My tap water is very soft, which makes forcing certain requirements easy.

Any ideas?


----------



## Oqsy (Jul 3, 2004)

*no fish*
very high light
45-50ppm CO2
20-35ppm nitrate
40-50ppm K+
4-5ppm Phosphorus
1.5-2x trace dose

don't know if it would work, but it's worth a shot... you'd probably end up with algae soup without very high plant mass in the tank to take up the nutrients. throw a bunch of hygro, micranthemoides, riccia, cabomba, etc. (anything know for growing fast) to help soak up some of the nutrients until you get a bulk of moss big enough to take care of your dosing by itself. I can't stress enough how important it is to load the tank with lots of fast growers when you start this project. java moss is a pretty efficient little moss, but if you're really wanting to see it shoot up, keep the water fertilized this is assuming that you are starting with a small clump of moss... if your ferts get out of line, you're sunk. 
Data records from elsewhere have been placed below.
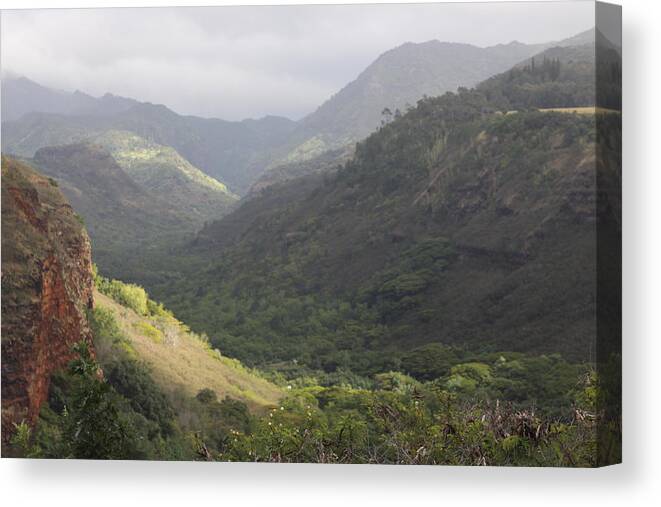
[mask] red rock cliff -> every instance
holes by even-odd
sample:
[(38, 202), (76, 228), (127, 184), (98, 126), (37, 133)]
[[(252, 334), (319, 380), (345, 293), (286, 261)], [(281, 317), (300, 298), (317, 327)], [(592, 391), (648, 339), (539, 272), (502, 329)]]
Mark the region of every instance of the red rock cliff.
[(87, 233), (54, 180), (2, 158), (2, 441), (37, 420), (50, 377), (91, 332)]

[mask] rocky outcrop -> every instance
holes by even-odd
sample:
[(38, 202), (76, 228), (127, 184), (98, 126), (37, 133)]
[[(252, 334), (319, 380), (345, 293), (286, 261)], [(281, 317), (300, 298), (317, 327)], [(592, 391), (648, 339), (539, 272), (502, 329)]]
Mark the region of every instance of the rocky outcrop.
[(34, 425), (52, 373), (91, 344), (90, 242), (57, 183), (2, 158), (2, 440)]

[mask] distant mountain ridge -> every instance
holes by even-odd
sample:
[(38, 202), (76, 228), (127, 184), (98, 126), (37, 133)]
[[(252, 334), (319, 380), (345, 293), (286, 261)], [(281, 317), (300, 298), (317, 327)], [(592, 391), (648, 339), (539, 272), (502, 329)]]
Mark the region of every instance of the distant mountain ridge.
[(126, 111), (138, 103), (111, 93), (97, 98), (79, 90), (54, 90), (23, 76), (3, 76), (1, 95), (3, 121), (18, 120), (35, 112), (103, 116)]
[[(391, 119), (382, 116), (385, 109), (394, 116), (424, 96), (475, 86), (546, 48), (594, 37), (592, 29), (565, 41), (487, 48), (438, 40), (408, 42), (383, 53), (298, 122), (275, 116), (239, 122), (184, 116), (164, 105), (66, 94), (25, 78), (9, 79), (2, 86), (2, 148), (31, 157), (44, 146), (80, 142), (108, 130), (130, 131), (171, 146), (193, 166), (244, 195), (269, 168), (346, 149), (364, 139)], [(31, 103), (28, 97), (33, 97)]]
[[(31, 103), (37, 106), (10, 105), (6, 114), (5, 103), (26, 102), (22, 97), (27, 96), (32, 96)], [(66, 94), (25, 78), (3, 82), (2, 100), (5, 153), (32, 157), (46, 146), (83, 142), (108, 130), (130, 131), (171, 146), (237, 193), (247, 191), (268, 165), (269, 153), (284, 142), (294, 126), (293, 121), (276, 116), (239, 122), (182, 116), (161, 104), (111, 95), (95, 99), (81, 93)], [(34, 111), (37, 107), (41, 111)]]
i dunno, just an idea. plantbrain can probably give you a better detailed regimen for a very fast growth tank but keeping things balanced, as I understand he's tested dosing higher and lower levels of these nutrients to come to his EI recommended dosage... 

Oqsy


----------



## jimmydrsv (Apr 8, 2005)

I have seen it grow pretty well free floating. If you simply attach it then it grows slower. When it is attached i have seen it grow more rapidly if you spread it out and and weigh it down again and it will grow vertically and keep repeating the process.


----------



## Curare (Sep 15, 2004)

Seriously? I don't know why you'd stress about it, it grows like a weed anyway, my java moss needs haircuts every two weeks!!!

High nitrates and good co2 levels and it should shoot nicely.

look for small light green ends to the fronds, that will tell you it's growing.


----------



## Georgiadawgger (Apr 23, 2004)

Curare said:


> Seriously? I don't know why you'd stress about it, it grows like a weed anyway, my java moss needs haircuts every two weeks!!!
> 
> High nitrates and good co2 levels and it should shoot nicely.
> 
> look for small light green ends to the fronds, that will tell you it's growing.



My experiences exactly...grew out of control for me and I had to give it a hair cut all the time...finally ditched it since it made such a mess. It is a nitrate hog!! Mine grew under 4.4 wpg of pc lighting when I had it.


----------